When the teachers arrive they will begin arranging their classrooms for their students, but more important than room arrangements will be the lessons and relationship-building activities they will begin planning so they are ready on “Day One” with a quality learning experience for each of their students.
School supplies and new outfits are some of the most noticeable ways you prepare your child for school each year, but what are the other ways in which you are preparing your child for this new experience?
Each new year of school brings change and new expectations for your child. Even though your child might not be vocalizing it, he/she may be anxious about these changes and new expectations. This is a wonderful time for you to share your personal examples of how you have adjusted to new situations—whether in your professional or personal life. It is important that your child knows he/she is not alone and that these are very normal feelings.
Here are some other ways you can help your child adjust to the new school year:
• Begin talking about time management with your child. Each child at Northeast Middle School is encouraged to purchase a school planner (available in the bookstore). Look through this with your child and consider showing your child how you keep track of your schedule.

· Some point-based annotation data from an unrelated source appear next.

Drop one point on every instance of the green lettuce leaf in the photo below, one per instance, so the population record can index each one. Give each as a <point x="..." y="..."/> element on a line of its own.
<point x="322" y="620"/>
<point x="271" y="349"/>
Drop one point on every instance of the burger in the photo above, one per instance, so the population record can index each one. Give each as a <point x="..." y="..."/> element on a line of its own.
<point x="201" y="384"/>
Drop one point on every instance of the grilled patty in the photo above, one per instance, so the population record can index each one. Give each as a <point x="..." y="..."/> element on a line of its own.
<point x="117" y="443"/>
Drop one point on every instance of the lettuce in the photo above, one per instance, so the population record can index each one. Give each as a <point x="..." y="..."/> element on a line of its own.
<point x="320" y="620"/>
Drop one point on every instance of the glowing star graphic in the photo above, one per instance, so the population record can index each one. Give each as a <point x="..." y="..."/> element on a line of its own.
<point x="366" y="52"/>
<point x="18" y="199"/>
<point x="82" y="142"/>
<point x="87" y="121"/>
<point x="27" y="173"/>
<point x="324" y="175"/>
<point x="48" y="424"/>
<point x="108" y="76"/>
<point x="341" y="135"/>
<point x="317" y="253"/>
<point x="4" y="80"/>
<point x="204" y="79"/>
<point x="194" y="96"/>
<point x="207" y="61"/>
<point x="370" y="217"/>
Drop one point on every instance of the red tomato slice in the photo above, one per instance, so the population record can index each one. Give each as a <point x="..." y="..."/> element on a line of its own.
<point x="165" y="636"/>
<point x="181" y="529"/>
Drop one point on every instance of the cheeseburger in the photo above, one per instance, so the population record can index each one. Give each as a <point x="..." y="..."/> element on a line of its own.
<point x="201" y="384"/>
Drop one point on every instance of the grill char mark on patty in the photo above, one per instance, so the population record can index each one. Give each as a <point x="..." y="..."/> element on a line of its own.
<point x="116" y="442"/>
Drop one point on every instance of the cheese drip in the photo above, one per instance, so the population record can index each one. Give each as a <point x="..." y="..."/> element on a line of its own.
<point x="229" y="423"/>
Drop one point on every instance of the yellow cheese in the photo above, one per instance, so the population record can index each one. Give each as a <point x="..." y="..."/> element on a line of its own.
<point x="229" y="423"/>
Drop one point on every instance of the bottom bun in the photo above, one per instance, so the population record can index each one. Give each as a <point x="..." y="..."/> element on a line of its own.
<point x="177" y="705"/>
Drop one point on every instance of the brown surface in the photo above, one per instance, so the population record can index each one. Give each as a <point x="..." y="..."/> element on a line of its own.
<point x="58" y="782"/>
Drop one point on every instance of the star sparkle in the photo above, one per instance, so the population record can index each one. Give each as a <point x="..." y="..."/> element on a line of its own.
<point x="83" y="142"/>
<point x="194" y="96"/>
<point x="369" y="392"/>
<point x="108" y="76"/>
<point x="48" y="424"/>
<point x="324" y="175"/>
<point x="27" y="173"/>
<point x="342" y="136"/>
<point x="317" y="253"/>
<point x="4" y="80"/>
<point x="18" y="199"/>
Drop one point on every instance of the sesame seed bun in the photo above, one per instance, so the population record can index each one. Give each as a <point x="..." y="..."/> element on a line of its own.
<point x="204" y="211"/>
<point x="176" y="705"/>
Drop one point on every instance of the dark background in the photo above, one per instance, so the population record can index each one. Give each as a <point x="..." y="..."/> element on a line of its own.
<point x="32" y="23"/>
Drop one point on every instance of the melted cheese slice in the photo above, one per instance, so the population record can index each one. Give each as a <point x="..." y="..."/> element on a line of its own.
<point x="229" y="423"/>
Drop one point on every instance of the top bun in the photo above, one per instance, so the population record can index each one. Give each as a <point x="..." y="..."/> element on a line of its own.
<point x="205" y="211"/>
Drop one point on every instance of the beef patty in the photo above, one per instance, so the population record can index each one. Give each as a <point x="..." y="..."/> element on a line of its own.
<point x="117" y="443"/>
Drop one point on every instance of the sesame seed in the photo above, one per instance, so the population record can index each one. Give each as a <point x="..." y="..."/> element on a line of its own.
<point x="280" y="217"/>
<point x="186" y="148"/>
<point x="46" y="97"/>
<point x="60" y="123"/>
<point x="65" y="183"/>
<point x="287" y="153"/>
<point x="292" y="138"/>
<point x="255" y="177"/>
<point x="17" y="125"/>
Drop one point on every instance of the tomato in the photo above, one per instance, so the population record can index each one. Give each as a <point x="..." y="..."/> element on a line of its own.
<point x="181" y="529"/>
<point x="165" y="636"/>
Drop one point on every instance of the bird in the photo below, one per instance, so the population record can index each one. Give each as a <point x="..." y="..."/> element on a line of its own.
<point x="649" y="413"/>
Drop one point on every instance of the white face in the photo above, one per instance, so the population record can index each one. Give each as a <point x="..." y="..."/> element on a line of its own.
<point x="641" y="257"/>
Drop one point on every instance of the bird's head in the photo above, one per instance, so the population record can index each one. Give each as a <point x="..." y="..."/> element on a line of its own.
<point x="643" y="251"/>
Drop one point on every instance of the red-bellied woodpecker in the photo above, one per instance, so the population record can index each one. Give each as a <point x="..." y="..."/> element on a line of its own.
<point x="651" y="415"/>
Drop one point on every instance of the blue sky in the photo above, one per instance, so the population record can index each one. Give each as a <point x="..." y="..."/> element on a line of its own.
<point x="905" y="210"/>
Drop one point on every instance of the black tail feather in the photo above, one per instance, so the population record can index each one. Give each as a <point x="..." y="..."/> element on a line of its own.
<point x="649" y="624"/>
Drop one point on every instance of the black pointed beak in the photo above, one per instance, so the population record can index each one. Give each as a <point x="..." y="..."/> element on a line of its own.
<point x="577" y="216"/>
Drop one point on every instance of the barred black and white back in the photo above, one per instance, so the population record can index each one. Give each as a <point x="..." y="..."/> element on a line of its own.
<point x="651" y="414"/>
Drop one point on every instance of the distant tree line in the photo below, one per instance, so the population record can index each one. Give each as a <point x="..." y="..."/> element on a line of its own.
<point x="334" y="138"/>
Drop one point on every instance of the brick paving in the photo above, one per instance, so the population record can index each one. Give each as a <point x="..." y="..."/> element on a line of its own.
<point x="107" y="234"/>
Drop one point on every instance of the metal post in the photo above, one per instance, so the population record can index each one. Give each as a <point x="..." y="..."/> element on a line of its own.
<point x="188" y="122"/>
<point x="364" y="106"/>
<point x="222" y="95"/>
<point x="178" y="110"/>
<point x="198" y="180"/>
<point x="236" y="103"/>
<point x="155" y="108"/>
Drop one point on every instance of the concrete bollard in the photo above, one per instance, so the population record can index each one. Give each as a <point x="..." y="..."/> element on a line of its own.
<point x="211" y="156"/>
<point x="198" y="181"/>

Post calendars in a public spot (e.g. the fridge) and for those of you who keep electronic calendars, you may want to create a shared calendar with your child so you can view one another’s schedules.
• Help your child find a balance between academics, after-school activities, and socializing. To help with this, it might be interesting to create a chart that records how much time each day/week/month is spent on these as well as time spent doing chores, relaxing, etc.
• Make plans with your child for how he/she will share information with you regarding school events, communicate with you if there is an emergency during the school day or after school, and identify a specific time and place where learning will occur at home.
This is going to be a great year!
I look forward to seeing your child on August 14th.